Originally released in 1999 (in Japan), The Legend of Zelda: Ocarina of Time became the first and second volumes of a long running manga series based upon the Zelda game series by the team known as Akira Himekawa. In 2008, Viz Media brought these books over to western audiences of the first time. Now, in 2016, all ten volumes will be re-released as The Legend of Zelda – Legendary Edition; a five volume omnibus collection with each volume collecting two of the books with some sketch work and colored pages added. This premier volume collects both parts of the Ocarina of Time manga adaptation.
The book (roughly) follows the story of the Nintendo 64 classic, Ocarina of Time. Link, a young boy, grows up in the Kokiri Forest. Made fun of for being the only one without a fairy, and unbeknownst to all, Link’s destiny must take him out of the forest and across the land of Hyrule. A quest that will take him through time in order to defeat the dark sorcerer Ganondorf and save Hyrule, the princess and the world at large.
I say roughly because it does add and subtract things in order to make it flow better as a manga. Totally understandable. The only problem with that, though, is that certain story elements seem a bit… rushed. Remember all of those epic dungeons you had to fight through, most are condensed into only a handful of pages, roughly around 2-5. So the temple elements seem a bit rushed. Then again, fat had to be trimmed somewhere in order to make it fit into a two volume story, and the temples are where you are, well, alone. I don’t think we need pages and pages of “Listen!”. Speaking of which, each of the volumes follow half of the game, with volume one following Young Link and volume two following Adult Link. Aside from the short temple sections, the rest of the story follows Link as he travels across Hyrule in order to fulfill his destiny to defeat Ganondorf. Since it has been a while since I’ve played the game, I can not say how closely the rest of the story follows it. That being said, the book never felt like it tried to hard and didn’t feel like it didn’t try enough to tell a Zelda story. It was a Zelda story. All those feelings you had when you played the game, they get you here as well.
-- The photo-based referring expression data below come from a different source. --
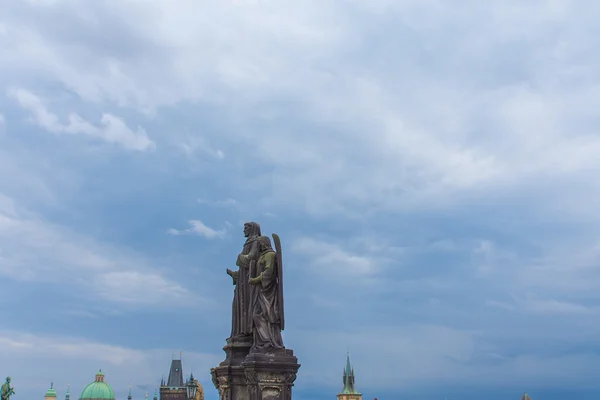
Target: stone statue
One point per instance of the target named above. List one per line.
(199, 391)
(7, 391)
(267, 314)
(241, 324)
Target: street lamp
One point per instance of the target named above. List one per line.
(191, 387)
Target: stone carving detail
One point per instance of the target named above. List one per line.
(257, 365)
(289, 378)
(252, 377)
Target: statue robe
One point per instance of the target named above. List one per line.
(266, 313)
(241, 324)
(6, 391)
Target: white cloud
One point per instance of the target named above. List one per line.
(35, 250)
(75, 360)
(417, 355)
(434, 134)
(198, 228)
(193, 144)
(332, 259)
(112, 129)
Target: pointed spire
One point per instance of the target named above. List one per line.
(349, 377)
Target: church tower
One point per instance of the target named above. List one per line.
(174, 388)
(349, 392)
(51, 393)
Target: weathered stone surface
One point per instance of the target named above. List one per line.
(271, 376)
(257, 365)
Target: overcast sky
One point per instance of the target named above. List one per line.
(431, 167)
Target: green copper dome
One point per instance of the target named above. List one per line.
(51, 392)
(98, 390)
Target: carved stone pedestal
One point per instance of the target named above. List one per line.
(229, 377)
(261, 376)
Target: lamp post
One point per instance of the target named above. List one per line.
(191, 387)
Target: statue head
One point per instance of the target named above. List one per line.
(265, 243)
(251, 229)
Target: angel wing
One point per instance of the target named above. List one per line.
(277, 243)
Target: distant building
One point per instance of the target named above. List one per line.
(349, 392)
(51, 393)
(174, 388)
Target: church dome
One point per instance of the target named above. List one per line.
(98, 390)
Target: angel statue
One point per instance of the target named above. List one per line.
(267, 314)
(7, 391)
(241, 318)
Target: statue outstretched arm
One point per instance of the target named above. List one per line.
(268, 273)
(234, 275)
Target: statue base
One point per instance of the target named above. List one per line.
(267, 375)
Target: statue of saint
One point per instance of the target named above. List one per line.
(267, 314)
(7, 391)
(199, 391)
(241, 324)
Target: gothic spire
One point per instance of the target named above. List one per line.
(349, 377)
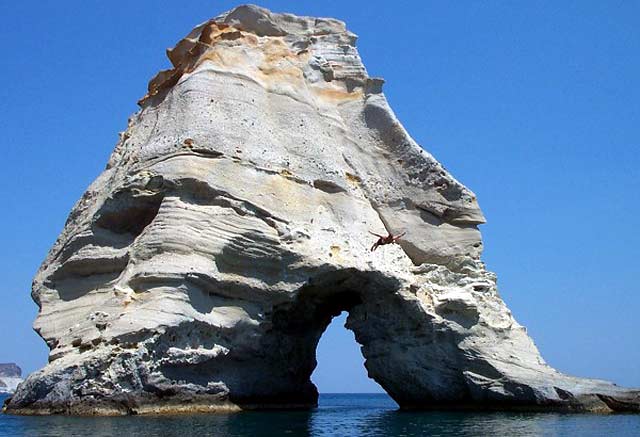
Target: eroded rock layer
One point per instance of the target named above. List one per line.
(231, 224)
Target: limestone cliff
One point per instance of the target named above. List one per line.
(231, 224)
(10, 377)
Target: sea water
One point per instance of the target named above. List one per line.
(337, 415)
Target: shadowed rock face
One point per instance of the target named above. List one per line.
(198, 272)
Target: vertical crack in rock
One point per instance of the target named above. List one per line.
(199, 270)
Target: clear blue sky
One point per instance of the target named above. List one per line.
(534, 105)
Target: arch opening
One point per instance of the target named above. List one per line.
(340, 364)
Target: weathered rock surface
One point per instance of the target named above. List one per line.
(10, 377)
(198, 272)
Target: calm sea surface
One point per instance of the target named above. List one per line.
(337, 415)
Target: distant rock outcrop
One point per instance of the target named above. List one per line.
(232, 222)
(10, 377)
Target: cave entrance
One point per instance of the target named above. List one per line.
(340, 364)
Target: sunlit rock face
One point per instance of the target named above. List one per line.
(198, 272)
(10, 377)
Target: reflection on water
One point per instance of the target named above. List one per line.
(338, 415)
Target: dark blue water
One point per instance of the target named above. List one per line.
(337, 415)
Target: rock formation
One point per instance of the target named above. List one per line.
(199, 270)
(10, 377)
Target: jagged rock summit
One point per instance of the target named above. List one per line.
(198, 272)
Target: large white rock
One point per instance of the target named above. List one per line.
(10, 377)
(231, 224)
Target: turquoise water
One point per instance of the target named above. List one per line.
(337, 415)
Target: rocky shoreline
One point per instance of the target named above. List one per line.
(232, 223)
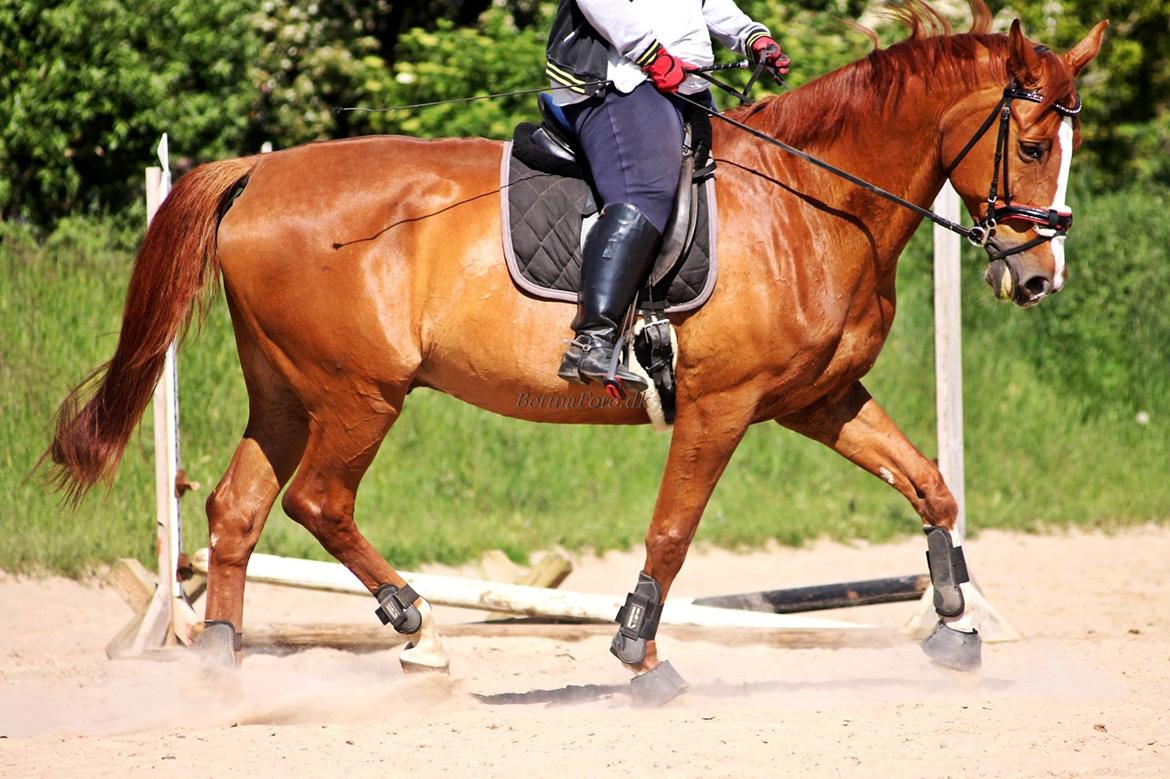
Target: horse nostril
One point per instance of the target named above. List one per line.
(1038, 285)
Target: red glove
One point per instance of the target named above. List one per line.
(666, 70)
(766, 50)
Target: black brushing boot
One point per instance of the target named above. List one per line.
(618, 254)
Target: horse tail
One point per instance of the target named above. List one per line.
(177, 263)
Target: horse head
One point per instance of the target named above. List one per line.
(1011, 165)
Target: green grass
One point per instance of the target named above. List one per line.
(1051, 399)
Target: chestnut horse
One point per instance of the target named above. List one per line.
(357, 270)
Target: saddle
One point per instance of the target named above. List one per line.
(549, 208)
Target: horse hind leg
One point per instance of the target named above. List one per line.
(857, 427)
(322, 498)
(239, 507)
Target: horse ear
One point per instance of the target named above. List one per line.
(1084, 53)
(1024, 64)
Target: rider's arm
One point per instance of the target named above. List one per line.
(624, 25)
(730, 26)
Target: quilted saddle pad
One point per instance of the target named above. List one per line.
(545, 218)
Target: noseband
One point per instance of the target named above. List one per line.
(1051, 222)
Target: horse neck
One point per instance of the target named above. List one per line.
(895, 146)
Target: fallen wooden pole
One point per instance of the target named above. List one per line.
(517, 599)
(372, 638)
(821, 597)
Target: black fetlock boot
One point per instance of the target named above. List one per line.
(618, 254)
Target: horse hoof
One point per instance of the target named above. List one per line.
(656, 687)
(417, 661)
(214, 647)
(954, 648)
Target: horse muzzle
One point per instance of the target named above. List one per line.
(1019, 282)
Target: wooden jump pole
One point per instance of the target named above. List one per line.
(515, 599)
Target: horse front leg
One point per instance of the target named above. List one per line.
(706, 434)
(854, 426)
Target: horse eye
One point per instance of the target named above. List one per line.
(1033, 151)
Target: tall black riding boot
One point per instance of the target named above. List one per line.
(618, 254)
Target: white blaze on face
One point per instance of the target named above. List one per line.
(1065, 149)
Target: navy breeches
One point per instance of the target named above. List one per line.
(633, 144)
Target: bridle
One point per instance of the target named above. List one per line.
(1051, 222)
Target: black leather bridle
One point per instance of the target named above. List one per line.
(1053, 221)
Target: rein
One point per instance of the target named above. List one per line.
(1055, 222)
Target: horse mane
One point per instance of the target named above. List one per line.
(820, 111)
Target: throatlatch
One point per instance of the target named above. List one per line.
(948, 571)
(638, 621)
(397, 608)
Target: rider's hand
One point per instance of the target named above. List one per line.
(766, 50)
(666, 70)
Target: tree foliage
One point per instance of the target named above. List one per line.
(88, 85)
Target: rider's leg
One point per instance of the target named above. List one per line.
(633, 143)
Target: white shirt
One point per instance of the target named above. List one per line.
(685, 27)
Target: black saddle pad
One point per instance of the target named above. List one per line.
(545, 216)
Either that or it is the nostalgia talking.
At the end of each arc, there is a short story relating to that specific Link. The Young Link story revolves around a festival of sorts and a play where Link gets chosen to play the hero and Mido, the jealous jerk that he is, steals Link’s hero mask, which is then stolen by Skull Kid. The Adult Link story revolves around Link trying to help the young prince of tribe of bird creatures to sprout his wings and learn to fly so he can rejoin his flock. The Young Link story was decent, but the Adult Link one just bored me to death. I probably would’ve skipped it if it wasn’t for the fact that I was at the end of the book. One thing I would’ve prefered is if they had moved the Young Link side story to the end of the the book from it’s original position at the end of volume one to allow the story of Ocarina of Time to be read uninterrupted.
There really isn’t a whole lot to say about the art. It is your typical, young adult manga style, yet it still feels like The Legend of Zelda. Even the cutsey, chibi art that happens for some of the lighter, funnier moments. Where the art really is fantastic are the few colored pages at the beginning of the book. The art and the color combined, in addition to the different paper stock, make everything “POP” out more and I wish there were more of them.
So, in a nutshell, The Legend of Zelda – Legendary Edition Volume One: Ocarina of Time is a fantastic retelling of the game’s story. Like with any adaptation it does have it’s pros and cons, but is a fantastic way to relive the story without playing through it again and hopefully might turn people onto the series. While not having read the original printings of the manga, this book might not provide much incentive to double-dip as it appears to only have a handful of colored pages and some of the original sketch work spread throughout the chapters.